Der zwischenzeitliche Ausgleich von Robert Glatzel kurz vor der Halbzeit hatte die Hamburger indes kaum beflügelt. Auch, weil Osnabrücks Trainer Uwe Koschinat seiner Mannschaft für den zweiten Abschnitt erfolgreich aufgetragen hatte, "dass es nur noch darum ging, das Spiel des HSV zu zerstören". Insbesondere nach dem Platzverweis für Kapitän Maxwell Gyamfi, der erst Gelb fürs Foul zum Elfmeter sah und dann in der 76. Minute an der Mittellinie ein weiteres Mal im Zweikampf zu spät kam. Gelb-Rot. "Maximal ein Punkt" sei damit eigentlich noch möglich gewesen, sagte Koschinat. Trotzdem war seine Elf wenig später zum erst dritten Mal in dieser Saison als Sieger vom Platz gegangen. Zum zweiten Mal übrigens gegen den HSV, auch das Hinspiel endete 2:1 für den VfL.

Der HSV bekommt die Qualität nicht auf den Platz

Steffen Baumgart vermisste eben jene "Leidenschaft" und jenes "Herz", das der Tabellenletzte gezeigt hatte. Allein mit schönem Fußballspielen sei der Aufstieg unerreichbar, resümierte der 52-Jährige: "Sondern nur mit klarer Arbeit und einer Mentalität, die allen da draußen zeigt, dass du aufsteigen willst". Baumgart stimmte also in eine Mentalitätsdebatte ein, wie sie auch Borussia Dortmund in schöner Regelmäßigkeit führt. Auch beim HSV scheint die Qualität der Einzelspieler zu oft höher als das, was sie gemeinsam auf den Rasen bringen.

"Was mir fehlt, ist eine gewisse Klarheit im Spiel", bemängelte Baumgart das seiner Meinung nach zu behäbige Offensivspiel der Hamburger. 68 Prozent Ballbesitz und 14:3 Torschüsse lassen eine deutliche Überlegenheit vermuten, richtig gefordert wurde Osnabrücks Keeper Philipp Kühn aber nur selten. Bei der Zweikampfquote lagen die Lila-Weißen vorn. Angeführt von Dauerläufer Michael Cuisance und dem ebenso unermüdlichen Abräumer Dave Gnaase gelang es ihnen so, nach dem überraschenden Heimsieg gegen Hannover in der Vorwoche, auch auf fremdem Platz ein Topteam niederzuringen.

Baumgart will alles hinterfragen

Baumgart kündigte deshalb "eine Analyse und ein Hinterfragen", das auch seine eigene Leistung umfassen sollte.

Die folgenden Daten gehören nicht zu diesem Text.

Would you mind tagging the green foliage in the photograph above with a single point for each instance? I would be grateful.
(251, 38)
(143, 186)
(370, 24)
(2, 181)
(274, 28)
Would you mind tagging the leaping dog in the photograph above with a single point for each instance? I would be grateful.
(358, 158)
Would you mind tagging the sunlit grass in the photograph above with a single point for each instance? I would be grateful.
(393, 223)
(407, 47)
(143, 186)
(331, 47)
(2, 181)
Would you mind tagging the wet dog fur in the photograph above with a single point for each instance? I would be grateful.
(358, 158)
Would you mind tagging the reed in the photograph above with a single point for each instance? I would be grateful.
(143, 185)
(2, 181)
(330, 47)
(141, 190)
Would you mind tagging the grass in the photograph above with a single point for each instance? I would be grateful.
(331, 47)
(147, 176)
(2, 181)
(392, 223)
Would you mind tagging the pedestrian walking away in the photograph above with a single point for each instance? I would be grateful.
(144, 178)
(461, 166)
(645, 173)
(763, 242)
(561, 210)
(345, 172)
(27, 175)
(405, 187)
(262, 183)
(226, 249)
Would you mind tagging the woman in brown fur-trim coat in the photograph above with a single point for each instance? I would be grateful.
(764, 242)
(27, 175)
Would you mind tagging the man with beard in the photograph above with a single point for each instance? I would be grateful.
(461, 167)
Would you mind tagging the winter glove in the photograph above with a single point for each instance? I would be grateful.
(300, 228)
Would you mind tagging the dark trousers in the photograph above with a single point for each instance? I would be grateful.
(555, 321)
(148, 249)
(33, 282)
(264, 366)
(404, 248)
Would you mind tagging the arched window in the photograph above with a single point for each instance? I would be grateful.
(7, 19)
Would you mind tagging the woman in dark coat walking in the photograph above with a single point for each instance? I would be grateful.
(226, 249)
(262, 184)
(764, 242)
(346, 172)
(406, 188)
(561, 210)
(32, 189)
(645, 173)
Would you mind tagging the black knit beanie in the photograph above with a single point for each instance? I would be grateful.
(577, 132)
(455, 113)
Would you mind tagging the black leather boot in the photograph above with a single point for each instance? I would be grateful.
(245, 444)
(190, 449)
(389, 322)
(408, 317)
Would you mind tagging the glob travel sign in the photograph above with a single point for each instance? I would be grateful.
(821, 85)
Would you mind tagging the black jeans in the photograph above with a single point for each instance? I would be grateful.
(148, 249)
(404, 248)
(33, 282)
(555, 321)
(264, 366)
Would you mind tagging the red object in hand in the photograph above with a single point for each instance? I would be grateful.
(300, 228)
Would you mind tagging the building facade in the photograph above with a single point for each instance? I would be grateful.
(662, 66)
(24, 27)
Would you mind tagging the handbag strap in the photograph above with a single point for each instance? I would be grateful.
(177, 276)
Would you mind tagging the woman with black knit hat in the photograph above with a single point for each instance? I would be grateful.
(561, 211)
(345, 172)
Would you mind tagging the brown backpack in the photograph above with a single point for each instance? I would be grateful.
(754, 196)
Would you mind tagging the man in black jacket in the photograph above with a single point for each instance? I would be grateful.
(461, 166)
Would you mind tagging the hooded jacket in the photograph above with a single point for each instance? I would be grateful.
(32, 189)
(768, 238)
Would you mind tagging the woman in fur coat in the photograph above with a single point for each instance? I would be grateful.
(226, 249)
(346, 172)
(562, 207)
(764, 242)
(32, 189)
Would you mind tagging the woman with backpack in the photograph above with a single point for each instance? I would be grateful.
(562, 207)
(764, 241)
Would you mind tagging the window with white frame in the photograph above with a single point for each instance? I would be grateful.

Es gehe darum, die Mannschaft "dahin zu kriegen, wo sie stark sind" - also in die Situationen und Aktionen, die die Qualitäten des Kaders nutzbar machen. Gegen Osnabrück habe es zwar viele Ballgewinne gegeben. "Aber die Frage ist, was machen wir mit dem Ballgewinn?", so Baumgart. Gegen den defensiv stabilisierten Tabellenletzten habe es darauf keine zukunftsträchtige Antwort gegeben.

Dennoch wollte Baumgart nach seinem zweiten Spiel als HSV-Coach nicht zu pessimistisch in die Zukunft schauen. "Wir haben es selbst in der Hand", sagte er mit Blick auf die verbleibenden zehn Spiele, darunter auch das direkte Duell mit den Kielern, die derzeit zwei Punkte vor Hamburg auf dem direkten Aufstiegsplatz liegen. "Da gibt's noch eine Menge Arbeit, wie wir heute gesehen haben." Oder wie es ein Fan kurz nach dem Umstieg vom Stadion-Shuttlebus in die U2 Richtung Jungfernstieg hoffnungsvoll formulierte: "Es sind noch 30 Punkte zu vergeben."